Tuesday, November 28, 2006

I was puttering around a message board and came across a post from this woman who had recently spent 2 grand on treatment for her two cats. She posted that she was having trouble getting one of the cats to take his anti-nausea pills (they MAKE those for cats?), and someone suggested that she get the suppository version...since the in hole ain't workin', try the out hole right? Well this reminded me of my Grandma and her dog Mikey. For those who have followed my blog for a while, this is Grandma of Hooters and Meet The Fuckers fame.

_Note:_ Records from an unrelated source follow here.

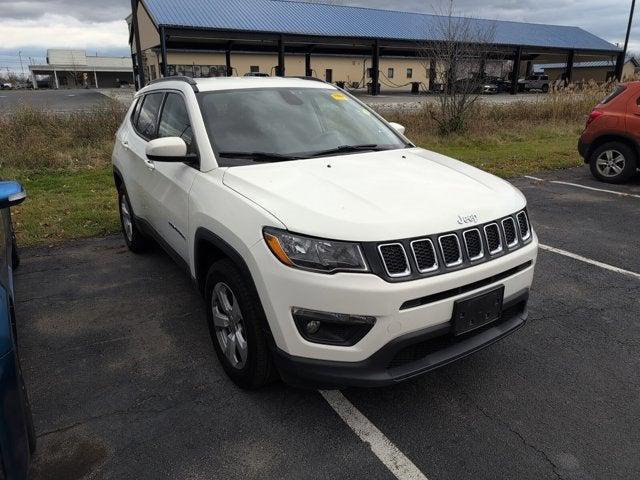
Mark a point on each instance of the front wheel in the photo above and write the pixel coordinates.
(613, 162)
(238, 327)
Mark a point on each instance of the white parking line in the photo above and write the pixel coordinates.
(559, 182)
(381, 446)
(589, 261)
(622, 194)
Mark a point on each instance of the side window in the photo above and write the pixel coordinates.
(174, 120)
(146, 122)
(136, 111)
(3, 246)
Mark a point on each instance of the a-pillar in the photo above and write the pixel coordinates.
(281, 65)
(308, 71)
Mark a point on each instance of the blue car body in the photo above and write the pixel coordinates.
(17, 439)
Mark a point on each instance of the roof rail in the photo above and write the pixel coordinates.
(177, 78)
(303, 77)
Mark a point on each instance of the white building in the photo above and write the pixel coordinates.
(76, 69)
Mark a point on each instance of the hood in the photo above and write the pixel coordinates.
(375, 196)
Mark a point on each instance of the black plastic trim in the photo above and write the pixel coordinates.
(375, 370)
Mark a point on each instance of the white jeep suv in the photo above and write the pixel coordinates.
(330, 250)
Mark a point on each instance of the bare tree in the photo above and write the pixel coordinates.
(458, 54)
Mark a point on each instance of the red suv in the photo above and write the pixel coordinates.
(610, 143)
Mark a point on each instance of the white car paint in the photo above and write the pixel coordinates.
(377, 197)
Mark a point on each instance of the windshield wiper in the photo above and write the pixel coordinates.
(348, 149)
(260, 156)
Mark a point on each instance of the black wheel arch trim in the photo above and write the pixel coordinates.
(203, 234)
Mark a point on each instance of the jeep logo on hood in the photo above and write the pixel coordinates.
(467, 219)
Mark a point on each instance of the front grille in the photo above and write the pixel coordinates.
(437, 253)
(473, 242)
(425, 255)
(450, 248)
(510, 235)
(394, 259)
(494, 242)
(523, 222)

My Grandma used to have this dog, Mikey...I think it was some kind of terrier mutt, small, white, real mangy looking. Well Mikey was kinda high strung and prone to these fits where he'd flip the fuck out and run all over the house like a maniac, then he'd stop and twitch for a while with his tongue hanging out before passing out from sheer exhaustion. He was also one to pick fights with the neighborhood doberman, who literally shit bigger than Mikey...Grandma tells this story about the time the doberman really fucked Mikey up, and she had to stuff his eyeball back into the socket when he came home. This is a woman who to this day will stick her bare finger into a diaper to determine if shit is present, needless to say the old bat has a strong stomach.

Anyway, Mikey really hated thunderstorms, and would do his flip-the-fuck-out routine for the entire night and Grandma wouldn't get any sleep. Grams was a bit of a pill popper at the time...well, a lot of a pill popper truth be told, she was doing the Elvis Presley routine of uppers during the day and downers at night...so she decided to share the wealth with Mikey and started stuffing half quaaludes up his ass whenever it rained. After a few months of this, Mikey was noticeably calmer, but he drooled and twitched a lot more and started spontaneously pissing himself when you turned a light on. Really odd. I was probably only 6 years old when all this went on, but I remember thinking that maybe dogs shouldn't have pills up their poo-hole.

My dad, years later, named his youngest son Mikey. I don't think he named him after the pill popping dog, but I can't help but think of that weird little mutt every time I see my brother.


Now that I've conjured up this particular memory, I'm sitting here wishing I had some normal childhood stories...like apple picking or baking cookies or something. What the fuck?

1 Comments:

  • At 11/29/2006 6:38 PM, Anonymous Anonymous said…

    That my dear was absolutly hilarious! I Don't think I've laughed that hard in months!